If you have a $5000 personal loan as well as other debts, you may be able to use a debt consolidations personal loan to combine these debts into one, potentially saving you money and simplifying your repayments.

Can I merge my personal loan with my home loan?

Yes, you can refinance your home loan and, in the process, merge or consolidate your personal loan and home loan. By doing so, you can lower the number of debts you have, and you may also reduce the total interest you have to pay.

However, you should consult a financial advisor or a mortgage broker to confirm that you are decreasing your total outstanding debt, including interest payments.
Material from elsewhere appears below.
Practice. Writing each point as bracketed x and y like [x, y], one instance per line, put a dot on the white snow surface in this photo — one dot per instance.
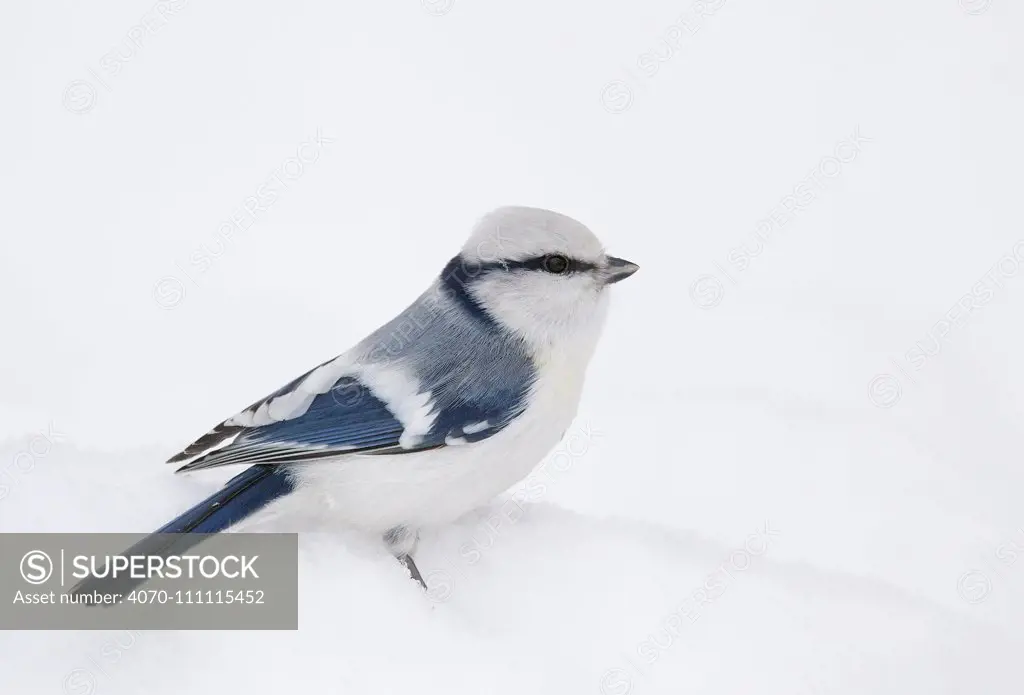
[797, 463]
The repayment term for a home loan can be much longer than that for a personal loan, and by merging the two, you could be repaying a higher amount over the full term.

What is a bad credit personal loan?

A bad credit personal loan is a personal loan designed for somebody with a bad credit history. This type of personal loan has higher interest rates than regular personal loans as well as higher fees.
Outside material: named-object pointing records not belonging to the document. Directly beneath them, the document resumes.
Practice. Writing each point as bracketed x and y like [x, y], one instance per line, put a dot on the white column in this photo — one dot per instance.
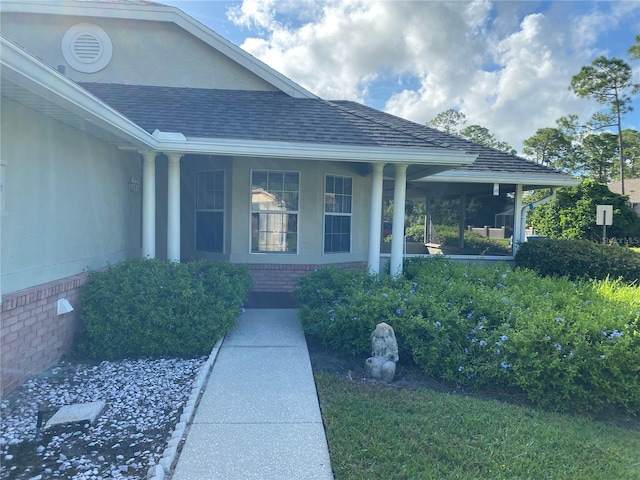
[518, 225]
[148, 204]
[375, 218]
[397, 234]
[461, 225]
[173, 208]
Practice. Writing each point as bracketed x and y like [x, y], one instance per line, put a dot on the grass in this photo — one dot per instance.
[379, 433]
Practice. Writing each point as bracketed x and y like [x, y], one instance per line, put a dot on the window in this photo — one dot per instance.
[274, 211]
[337, 214]
[210, 211]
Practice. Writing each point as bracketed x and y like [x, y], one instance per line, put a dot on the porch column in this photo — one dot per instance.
[375, 218]
[518, 225]
[397, 233]
[148, 204]
[463, 220]
[173, 208]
How much can you borrow with a bad credit personal loan?

Borrowers who take out bad credit personal loans don’t just pay higher interest rates than on regular personal loans, they also get loaned less money. Each lender has its own policies and loan limits, but you’ll find it hard to get approved for a bad credit personal loan above $50,000.

Should I get a fixed or variable personal loan?

Fixed personal loans keep your interest rate the same for the full loan term, while interest rates on variable personal loans may be raised or lowered during your loan term.

A fixed rate personal loan keeps your repayments consistent, which can help keep your budgeting consistent. You won't have to worry about higher repayments if your rates were to rise. However, on a fixed loan you’ll also potentially miss out on more affordable repayments if variable rates were to fall.

Does refinancing a personal loan hurt your credit score?

Personal loan refinancing means taking out a new loan with more desirable terms in order to access a more competitive interest rate, longer loan term, better features, or even to consolidate debts.

In some situations, refinancing a personal loan can improve your credit score, while in others, it may have a negative impact. If you refinance multiple loans by consolidating these into one loan, it could improve your credit score as you’ll have only one outstanding debt liability. Your credit may also improve if you consistently pay the instalments on time.

However, applying to refinance with multiple lenders could negatively affect your credit if your applications are rejected. Also, if you delay or default the repayment, your credit score reduces.

How long does it take to get a student personal loan?

Completing an online personal loan application can often take anywhere from 10 minutes to 1 hour. Depending on your lender, processing your personal loan application may take anywhere between 1 and 24 hours. If your personal loan application is approved, you may receive the money in your bank account the following business day, or, in some cases, the same day.

Is a personal loan a variable or fixed-rate loan?

Depending on the personal loan lender, you may be able to choose between a fixed and a variable interest rate. But, there are a few distinct differences between the two, so it’s important to weigh up the pros and cons before deciding on what’s right for you.

A fixed interest rate loan gets you the convenience of knowing exactly how much you need to repay each fortnight or month. On the other hand, you generally won’t be able to make lump sum or advanced payments to close your personal loan early - or at least not without a penalty.

With a variable interest rate personal loan, you may be able to get a longer loan repayment term, with the option of paying off the loan early. You typically won’t need to pay any additional charges for an early full repayment either. The potential disadvantage with an interest rate that can change is that your repayment is not entirely predictable, as it can fluctuate with the market. However, you’ll likely have more options as more lenders offer a variable interest rate personal loan.